Sites with large amounts of data, they usually have a complex structure, protection against parsing and other features that complicate the process of collecting information. However, this type of project usually has one significant advantage over the rest of the standard sites – support inside the code of the JSON format, which allows for a few seconds to get huge lists by parsing. Of course, not all sites with JSON support have the source code open, sometimes you have to try hard to extract it from the document. Unlike regular HTML layout, the page provides access to the data array directly, bypassing the separate selection of style classes and elements in the document, so the lists can be obtained quickly and painlessly.
Millions of goods – how to take?
First, I had to think about how best to collect all the data, not to make a mistake and make the parsing process easier and faster. For this purpose it was required to make the following:
Write a script to collect a list of addresses categories and products themselves by parsing the site map;
Check for the presence of JSON code inside the page and for validity, so that no errors occur during parsing;
Actually the collection of information, necessarily separate, so that there was always an opportunity to return to the desired list, item, counter, etc.
Parsing from the right moment
Another key point is the presence in the script of those data that allow you to continue parsing, without delving into its essence and remember where you left off: when you need to go to the folder with the action and take the counter number or other element from which the action should begin. This is very convenient when you do not need to perform unnecessary operations to manage your scripts, especially if their number is growing, or you are working on several projects at once. In this case, there is a high probability that you can simply confuse the folders themselves with the actions and therefore continue from the wrong moment.

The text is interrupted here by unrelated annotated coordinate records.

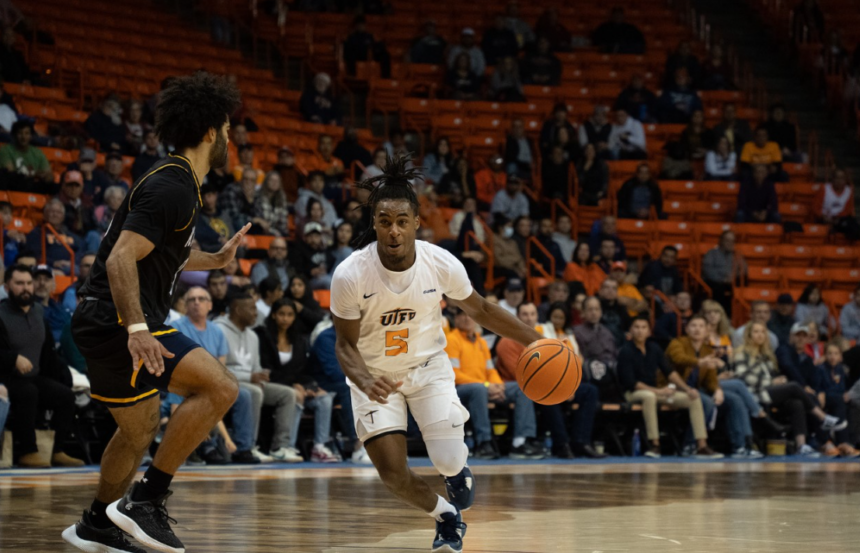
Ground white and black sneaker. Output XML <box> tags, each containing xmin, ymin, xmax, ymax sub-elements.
<box><xmin>63</xmin><ymin>511</ymin><xmax>146</xmax><ymax>553</ymax></box>
<box><xmin>107</xmin><ymin>482</ymin><xmax>185</xmax><ymax>553</ymax></box>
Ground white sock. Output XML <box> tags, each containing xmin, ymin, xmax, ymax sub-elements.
<box><xmin>427</xmin><ymin>495</ymin><xmax>457</xmax><ymax>522</ymax></box>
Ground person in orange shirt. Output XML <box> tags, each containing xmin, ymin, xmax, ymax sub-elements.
<box><xmin>445</xmin><ymin>311</ymin><xmax>545</xmax><ymax>459</ymax></box>
<box><xmin>475</xmin><ymin>154</ymin><xmax>508</xmax><ymax>211</ymax></box>
<box><xmin>564</xmin><ymin>242</ymin><xmax>606</xmax><ymax>296</ymax></box>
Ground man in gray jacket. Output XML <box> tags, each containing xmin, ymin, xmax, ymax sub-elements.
<box><xmin>215</xmin><ymin>294</ymin><xmax>304</xmax><ymax>463</ymax></box>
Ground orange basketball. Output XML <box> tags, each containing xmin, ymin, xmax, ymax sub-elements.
<box><xmin>517</xmin><ymin>338</ymin><xmax>582</xmax><ymax>405</ymax></box>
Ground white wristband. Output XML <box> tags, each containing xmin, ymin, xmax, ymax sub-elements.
<box><xmin>128</xmin><ymin>323</ymin><xmax>149</xmax><ymax>334</ymax></box>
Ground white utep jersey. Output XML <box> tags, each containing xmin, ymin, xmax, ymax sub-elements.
<box><xmin>331</xmin><ymin>240</ymin><xmax>472</xmax><ymax>372</ymax></box>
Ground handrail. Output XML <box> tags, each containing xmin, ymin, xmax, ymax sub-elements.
<box><xmin>42</xmin><ymin>223</ymin><xmax>76</xmax><ymax>282</ymax></box>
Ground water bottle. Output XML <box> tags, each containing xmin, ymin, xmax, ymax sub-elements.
<box><xmin>630</xmin><ymin>428</ymin><xmax>642</xmax><ymax>457</ymax></box>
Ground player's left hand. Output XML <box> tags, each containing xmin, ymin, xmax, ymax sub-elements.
<box><xmin>215</xmin><ymin>223</ymin><xmax>251</xmax><ymax>269</ymax></box>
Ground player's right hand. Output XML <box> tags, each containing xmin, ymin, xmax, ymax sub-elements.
<box><xmin>361</xmin><ymin>376</ymin><xmax>403</xmax><ymax>405</ymax></box>
<box><xmin>128</xmin><ymin>332</ymin><xmax>174</xmax><ymax>377</ymax></box>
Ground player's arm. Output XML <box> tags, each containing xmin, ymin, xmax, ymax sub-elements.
<box><xmin>105</xmin><ymin>230</ymin><xmax>173</xmax><ymax>376</ymax></box>
<box><xmin>183</xmin><ymin>223</ymin><xmax>251</xmax><ymax>271</ymax></box>
<box><xmin>448</xmin><ymin>290</ymin><xmax>543</xmax><ymax>346</ymax></box>
<box><xmin>331</xmin><ymin>314</ymin><xmax>403</xmax><ymax>404</ymax></box>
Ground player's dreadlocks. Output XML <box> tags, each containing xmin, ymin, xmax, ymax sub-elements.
<box><xmin>353</xmin><ymin>150</ymin><xmax>422</xmax><ymax>249</ymax></box>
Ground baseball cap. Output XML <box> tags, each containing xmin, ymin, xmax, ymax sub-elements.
<box><xmin>776</xmin><ymin>294</ymin><xmax>794</xmax><ymax>305</ymax></box>
<box><xmin>303</xmin><ymin>221</ymin><xmax>322</xmax><ymax>236</ymax></box>
<box><xmin>791</xmin><ymin>323</ymin><xmax>809</xmax><ymax>335</ymax></box>
<box><xmin>505</xmin><ymin>278</ymin><xmax>525</xmax><ymax>292</ymax></box>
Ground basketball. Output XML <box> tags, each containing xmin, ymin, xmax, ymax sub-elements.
<box><xmin>517</xmin><ymin>338</ymin><xmax>582</xmax><ymax>405</ymax></box>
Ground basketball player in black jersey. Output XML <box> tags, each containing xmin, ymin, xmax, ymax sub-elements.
<box><xmin>63</xmin><ymin>72</ymin><xmax>250</xmax><ymax>553</ymax></box>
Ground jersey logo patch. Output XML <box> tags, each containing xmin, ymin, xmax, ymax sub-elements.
<box><xmin>379</xmin><ymin>308</ymin><xmax>416</xmax><ymax>326</ymax></box>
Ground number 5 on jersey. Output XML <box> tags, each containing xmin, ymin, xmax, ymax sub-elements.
<box><xmin>385</xmin><ymin>328</ymin><xmax>409</xmax><ymax>357</ymax></box>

Of course, The zennoposter program has a separate tool for saving errors, and you can determine exactly where they are in the script, as well as continue the action from this element. But we need not only to determine where the process stopped, but also to automatically start the action from the start of the action. This solution is the key to success in parsing a huge amount of data, as in this particular case.
So, we have come to the point where you need to prioritize the collection of information from the site.
The first and main elements of parsing are: title, description, links to the source, photos, etc. Then follow the additional data in the form of tags, categories and other information. It all depends on the specific task.
You must save this data to a CSV or XLSX table. Usually, if you take the JSON format code, then most likely all this information is already present in it, and you just have to save it and distribute it to cells. As I mentioned in this article, it can be done conveniently and quickly with the help of The zennoposter program.
After the basic steps, you need to structure all the available information together, especially if you collect data separately by category. For example, I do not put a lot of data in 1 table at once, because in this case there is a chance to make a mistake when the PC crashes, the action stops or simply there are errors in the script code. Instead, I usually make selections from lists: by categories, their numbers or titles for quick search, necessarily with a counter number to sort by. If there is a counter in the file name, you have no option to make a mistake when you take the next parsing number.
The last action we save together all the data in the desired format and send to the customer. Here you need to decide immediately with the filtering of cells, which is discussed with the client in advance, as well as the number of rows, table cells. In this case, you have no option to redo all the work for free! If the customer himself # profukal# something, then this is his problem, and you can request an additional fee for the completion of the action and the parsing process.
Appreciate your own and others ‘ time, and time is the money for which you, in fact, work!